The Pheasant Backs – which some call Dryad’s Saddle – were still very immature, so we left them to grow a bit longer. We will go back to the spot every night and take some pictures of the growth. It is only a short walk from our house, so it should make a nice set of pictures over the next week or two. Most books make reference to these Pheasant Backs growing on dead elms.

We will be adding the following information to our Hoosier Mushroom Society Page:

Scarlet Cup
Sarcoscypha dudleyi & Sarcoscypha austriaca

Common Name: Scarlet Cup

Scientific Name: Sarcoscypha dudleyi or Sarcoscypha austriaca depending on spores. Sarcoscypha coccinea on the West Coast.

Time of year: Early Spring : Late March to Early May

Edibility: Said to be Edible.

Fruitbody:  2-4 cm (2-6 cm) once mature. Bright red cup-shaped surface. Small white/clear hairs on surface under magnification. Underside of the fruitbody is white. Flesh is thin but not brittle.

Stalks: Absent or up to 2 cm. References mentions up to 3-4cm.

Habitat: This specimen was found on the base of a hillside on partially buried wood.  Near a creek in a ravine. One reference makes a mention that these are found near wet places.

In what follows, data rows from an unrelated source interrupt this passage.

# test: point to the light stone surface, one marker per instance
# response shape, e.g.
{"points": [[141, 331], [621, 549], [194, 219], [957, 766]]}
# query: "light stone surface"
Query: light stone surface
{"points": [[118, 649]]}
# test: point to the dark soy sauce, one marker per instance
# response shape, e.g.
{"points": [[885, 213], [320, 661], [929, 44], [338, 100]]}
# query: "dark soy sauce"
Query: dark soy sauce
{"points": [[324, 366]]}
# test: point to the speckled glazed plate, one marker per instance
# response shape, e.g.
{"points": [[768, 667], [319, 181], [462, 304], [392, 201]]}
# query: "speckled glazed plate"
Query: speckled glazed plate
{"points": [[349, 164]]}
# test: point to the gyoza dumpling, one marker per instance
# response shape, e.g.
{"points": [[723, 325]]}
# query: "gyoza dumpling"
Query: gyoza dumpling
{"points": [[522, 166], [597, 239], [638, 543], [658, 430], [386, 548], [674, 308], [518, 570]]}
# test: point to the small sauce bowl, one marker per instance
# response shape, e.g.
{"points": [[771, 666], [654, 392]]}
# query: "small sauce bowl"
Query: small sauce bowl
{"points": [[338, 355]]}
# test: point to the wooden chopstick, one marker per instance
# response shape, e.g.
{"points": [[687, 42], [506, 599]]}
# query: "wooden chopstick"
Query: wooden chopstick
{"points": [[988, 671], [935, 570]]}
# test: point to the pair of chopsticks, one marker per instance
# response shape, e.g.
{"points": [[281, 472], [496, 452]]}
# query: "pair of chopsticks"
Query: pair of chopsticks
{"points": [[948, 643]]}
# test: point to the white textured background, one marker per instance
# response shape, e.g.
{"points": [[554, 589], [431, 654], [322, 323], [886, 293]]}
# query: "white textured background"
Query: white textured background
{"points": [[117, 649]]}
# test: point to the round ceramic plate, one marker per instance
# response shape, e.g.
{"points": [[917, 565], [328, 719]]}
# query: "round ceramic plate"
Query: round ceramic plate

Spores: From Sarcoscypha dudleyi: Spores 25-33 x 12-14 µ; elliptical, with rounded ends; typically with several to many oil droplets; when fresh, entirely sheathed. Sarcoscypha austriaca: Spores 29-36 x 12-15 µ; elliptical, with slightly flattened ends; typically with several to many oil droplets; when fresh not entirely sheathed, but with small “polar caps” sheathing each end.

Lookalikes: S. occidentalis – Occurs later in the spring, has a smaller cup, and a well developed stalk.

Journal Notes: One mushroom was slightly showing through the leaves with its bright red color. Moving nearby leaves found another 5 or 6 more between 2 other partially buried sticks. One cluster of 4 and 2 solitary mushrooms on one 14” stick; 3 solitary on another.